Of course, in one sense at least, Des's reputation was hardly diminished by his outing in the Screws. For those who missed it, its basic theme was most definitely not "Des reached for my remote but he only put me on standby". Quite the opposite. The man's a machine, by all accounts, the Cal Ripken of bedroom baseball. No wonder he always looks so smug. Who knows what his sign-off might have been on Tuesday night if one of the teams had scored six?
And all this in the same week that Julian Wilson, the BBC's former racing correspondent, published an autobiography which includes extensive recollections of sexual derring-do. Yes, that Julian Wilson, with the Ray Reardon hairdo and an accent so plummy you could make it into jam. Whatever it is they put in the coffee down at Shepherd's Bush, it obviously isn't bromide.
Wilson's book, incidentally, secretes a fair amount of bile too, not least in the direction of his replacement in front of the cameras, Clare Balding, and what he saw as the dumbing-down of the BBC's racing coverage. Some might say that a better word - if it exists - would be de-snobbifying, since there are only so many times that you can listen to Wilson telling you that they're "orff". Still, the former frontman's resentment was apparently so deep that he event sent in a cod fax, signed R Soles, in the hope that Balding would read it out on air. Which only goes to show that even a posh school can't do anything for your sense of humour.
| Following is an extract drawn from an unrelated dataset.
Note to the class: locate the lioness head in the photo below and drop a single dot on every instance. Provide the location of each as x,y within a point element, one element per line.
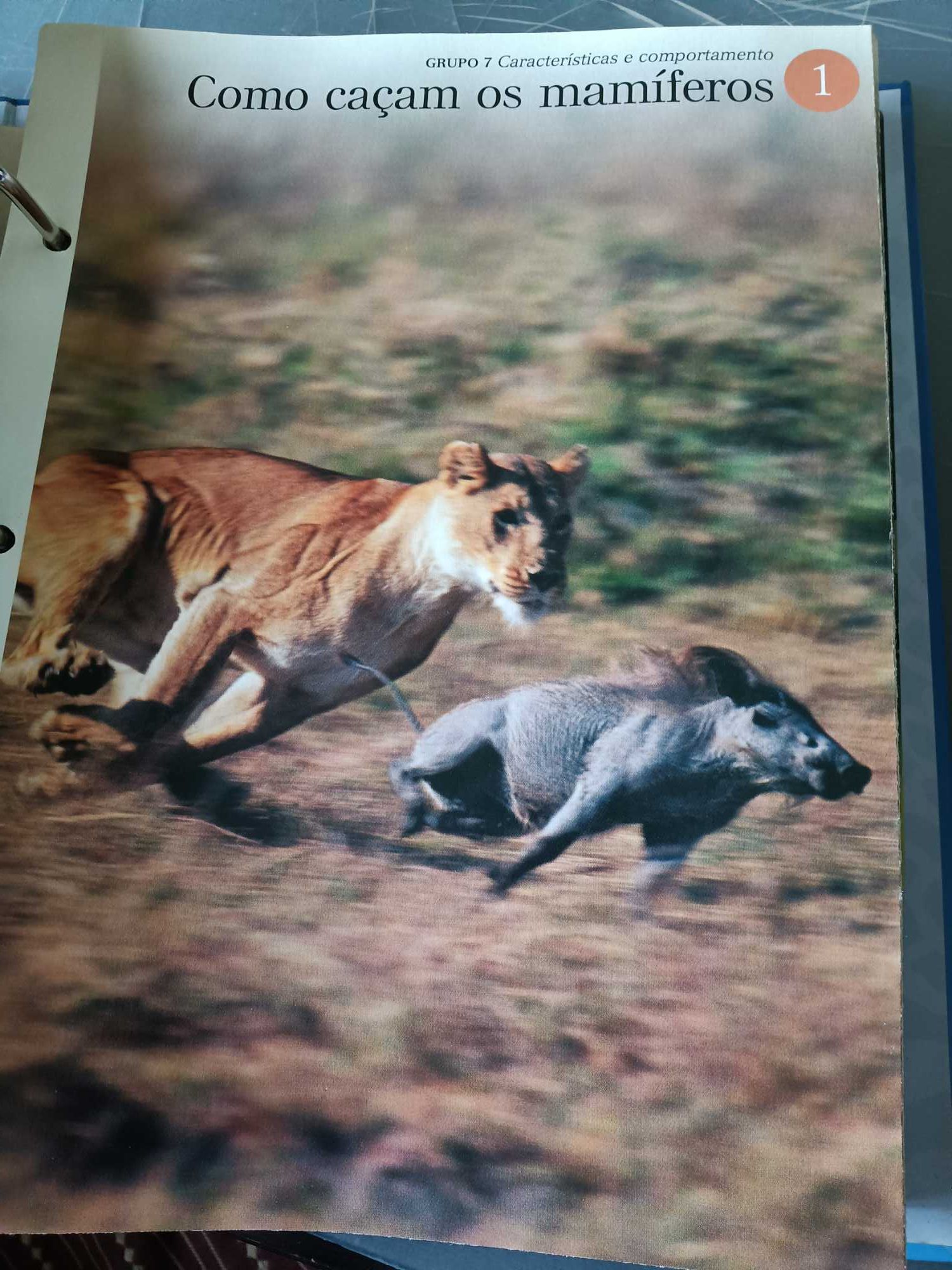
<point>506,523</point>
Alongside all this exuberant activity, even Prince Naseem Hamed seemed a little subdued when he appeared on All Talk (BBC1) to indulge in some verbal sparring with the BBC's other resident smoothie, Clive Anderson. It was unfortunate that his host did not appear to have the first clue about boxing, even referring to Hamed's trainer as Bernard Ingle, but the fighter himself might just have been recalling that last time out a relative journeyman walloped him very hard and rather too frequently for comfort. The words "if someone ever beats me" even passed his lips at one point, which by his standards is nothing less than a desperate confidence crisis. It should boost the pay-per-view figures for his next fight no end.
The most instructive commentary on the state of sport, though, came during the closing credits, when a voice-over informed us that the topics for discussion in the Late Review (BBC2) on the other side in half an hour's time included the film which marks Eric Cantona's screen debut. Which was true enough, but Eric actually popped up for all of half a second in a clip from Elizabeth, and rated a single mention in the course of a 10-minute discussion.
This was almost certainly as much as he deserved, but it does make you wonder why the plug bothered to mention Cantona at all. Is the only way to sell arts output to the public via a tenuous reference to football? Perhaps this whole footie thing is finally getting just a little out of hand.